The hole in the kitchen floor that had a grated opening leading to the heat duct always had creatures that could just be waiting for me to walk by and be their next meal. I was never afraid of spiders or concrete things, but the fears in my imagination would sometimes paralyze me.
My sister Heather had a fear that rubbed off on me. She had a short guy in her head that lurked everywhere, especially in the bushes. His name was “Jack jack.’ She would get this weird look on her face and say “Jack jack jack jack…” just her fears and her face would get me worried and I would look around, senses on the alert, heart beating out of my chest looking for “Jack.”
Play tryouts always turned out awful in my mind, in that box also went fears of singing, and trying out for anything in which there were eliminations. My mind convinced me I would be the one eliminated. Do you know most of the time, that’s exactly what happened. In retrospect, there were times I just took myself out of the game, eliminating myself from the competition so I would at least control the outcome.
The difference in overcoming the fear of the dark vs. the succumbing to the fear of performing was that to overcome the unknown, I relied on God’s strength. To succumb to the fear of being eliminated, I relied on myself.

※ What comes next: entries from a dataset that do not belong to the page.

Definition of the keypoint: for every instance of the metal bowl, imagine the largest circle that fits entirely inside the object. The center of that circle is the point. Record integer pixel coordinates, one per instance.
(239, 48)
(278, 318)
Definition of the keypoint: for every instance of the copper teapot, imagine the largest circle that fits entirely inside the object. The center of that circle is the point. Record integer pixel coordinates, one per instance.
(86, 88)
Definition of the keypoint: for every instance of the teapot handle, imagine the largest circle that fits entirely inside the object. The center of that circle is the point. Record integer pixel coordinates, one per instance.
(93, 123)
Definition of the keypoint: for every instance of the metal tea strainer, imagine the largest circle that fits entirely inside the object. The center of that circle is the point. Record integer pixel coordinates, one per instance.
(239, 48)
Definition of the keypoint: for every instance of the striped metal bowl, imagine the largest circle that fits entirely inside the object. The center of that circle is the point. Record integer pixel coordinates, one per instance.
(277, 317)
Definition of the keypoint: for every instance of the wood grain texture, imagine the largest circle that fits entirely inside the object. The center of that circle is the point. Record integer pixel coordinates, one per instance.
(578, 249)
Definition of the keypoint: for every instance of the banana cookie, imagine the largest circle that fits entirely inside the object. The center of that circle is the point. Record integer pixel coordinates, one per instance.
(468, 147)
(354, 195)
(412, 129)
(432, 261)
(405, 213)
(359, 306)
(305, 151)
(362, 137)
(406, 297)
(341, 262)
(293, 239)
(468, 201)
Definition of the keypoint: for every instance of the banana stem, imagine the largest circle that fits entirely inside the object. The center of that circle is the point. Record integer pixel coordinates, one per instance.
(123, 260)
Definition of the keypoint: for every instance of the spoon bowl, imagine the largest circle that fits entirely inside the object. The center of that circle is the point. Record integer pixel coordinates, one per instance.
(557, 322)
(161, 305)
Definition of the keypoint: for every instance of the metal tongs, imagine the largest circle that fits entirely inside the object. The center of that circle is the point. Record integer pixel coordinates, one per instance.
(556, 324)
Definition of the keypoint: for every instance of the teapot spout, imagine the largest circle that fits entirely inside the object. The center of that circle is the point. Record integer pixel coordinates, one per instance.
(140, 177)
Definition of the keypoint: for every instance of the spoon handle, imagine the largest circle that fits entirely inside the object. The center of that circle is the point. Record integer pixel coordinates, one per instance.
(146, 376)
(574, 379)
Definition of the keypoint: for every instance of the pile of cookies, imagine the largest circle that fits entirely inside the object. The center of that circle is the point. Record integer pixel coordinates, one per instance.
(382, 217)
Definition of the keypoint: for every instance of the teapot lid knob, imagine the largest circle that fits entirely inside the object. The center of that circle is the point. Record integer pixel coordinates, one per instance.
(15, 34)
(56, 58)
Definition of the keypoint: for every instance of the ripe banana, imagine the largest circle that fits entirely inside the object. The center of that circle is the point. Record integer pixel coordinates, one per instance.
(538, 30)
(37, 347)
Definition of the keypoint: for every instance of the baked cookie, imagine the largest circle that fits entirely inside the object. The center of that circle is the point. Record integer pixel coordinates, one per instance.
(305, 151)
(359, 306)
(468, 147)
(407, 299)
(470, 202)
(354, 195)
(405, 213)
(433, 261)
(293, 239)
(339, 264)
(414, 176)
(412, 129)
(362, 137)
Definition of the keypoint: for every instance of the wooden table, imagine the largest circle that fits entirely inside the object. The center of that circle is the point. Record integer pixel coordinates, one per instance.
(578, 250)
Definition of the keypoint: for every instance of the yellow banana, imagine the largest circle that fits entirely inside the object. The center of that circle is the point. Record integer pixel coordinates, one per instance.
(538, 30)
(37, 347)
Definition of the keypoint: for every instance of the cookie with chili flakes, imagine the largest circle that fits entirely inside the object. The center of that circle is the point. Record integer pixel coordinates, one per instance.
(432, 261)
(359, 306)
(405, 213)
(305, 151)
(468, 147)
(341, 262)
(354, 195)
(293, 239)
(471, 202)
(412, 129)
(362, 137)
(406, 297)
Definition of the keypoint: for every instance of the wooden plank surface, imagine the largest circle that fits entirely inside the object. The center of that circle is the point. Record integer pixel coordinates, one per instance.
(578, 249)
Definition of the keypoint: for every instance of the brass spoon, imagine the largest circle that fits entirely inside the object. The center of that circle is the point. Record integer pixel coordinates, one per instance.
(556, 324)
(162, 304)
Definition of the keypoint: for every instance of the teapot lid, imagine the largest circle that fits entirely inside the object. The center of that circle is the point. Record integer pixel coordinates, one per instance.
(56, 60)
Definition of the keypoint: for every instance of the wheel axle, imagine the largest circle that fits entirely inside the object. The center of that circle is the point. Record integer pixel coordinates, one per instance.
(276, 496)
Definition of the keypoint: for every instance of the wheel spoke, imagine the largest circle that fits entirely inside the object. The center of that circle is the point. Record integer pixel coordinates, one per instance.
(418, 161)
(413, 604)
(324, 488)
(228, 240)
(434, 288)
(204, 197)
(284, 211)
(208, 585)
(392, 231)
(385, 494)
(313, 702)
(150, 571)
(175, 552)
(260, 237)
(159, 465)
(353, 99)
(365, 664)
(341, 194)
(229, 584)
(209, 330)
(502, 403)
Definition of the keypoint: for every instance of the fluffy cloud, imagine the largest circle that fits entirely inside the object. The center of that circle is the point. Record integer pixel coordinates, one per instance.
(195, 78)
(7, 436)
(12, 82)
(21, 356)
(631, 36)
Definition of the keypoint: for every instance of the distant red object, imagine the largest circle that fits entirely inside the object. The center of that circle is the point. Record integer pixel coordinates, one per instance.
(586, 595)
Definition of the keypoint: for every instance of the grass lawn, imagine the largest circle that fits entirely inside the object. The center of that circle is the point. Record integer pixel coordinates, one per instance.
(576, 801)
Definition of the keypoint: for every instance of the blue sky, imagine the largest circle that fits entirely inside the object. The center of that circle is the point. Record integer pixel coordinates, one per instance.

In this stage in my life, I seem to look back as much as forward. What could have been if I would have just tried? If I would have 100% trusted in God and gone forward. A myriad of options would have been open to me. My mind expands with the possibilities. Then abruptly I think, I know that I know, everything is for a purpose, who I am, what I have become, is the result of the parts that became the whole me. The whole package of me. And I accept that.
(Psalm 27: 1-3) 1God is my light and my salvation, whom shall I fear. He is the strength of my life. Of whom shall I be afraid? 2 When evildoers came at me to eat up my flesh, even my adversaries and my foes, they stumbled and fell. 3 Though an army should encamp against me, my heart shall not fear. Though war should rise against me, even then I will be confident.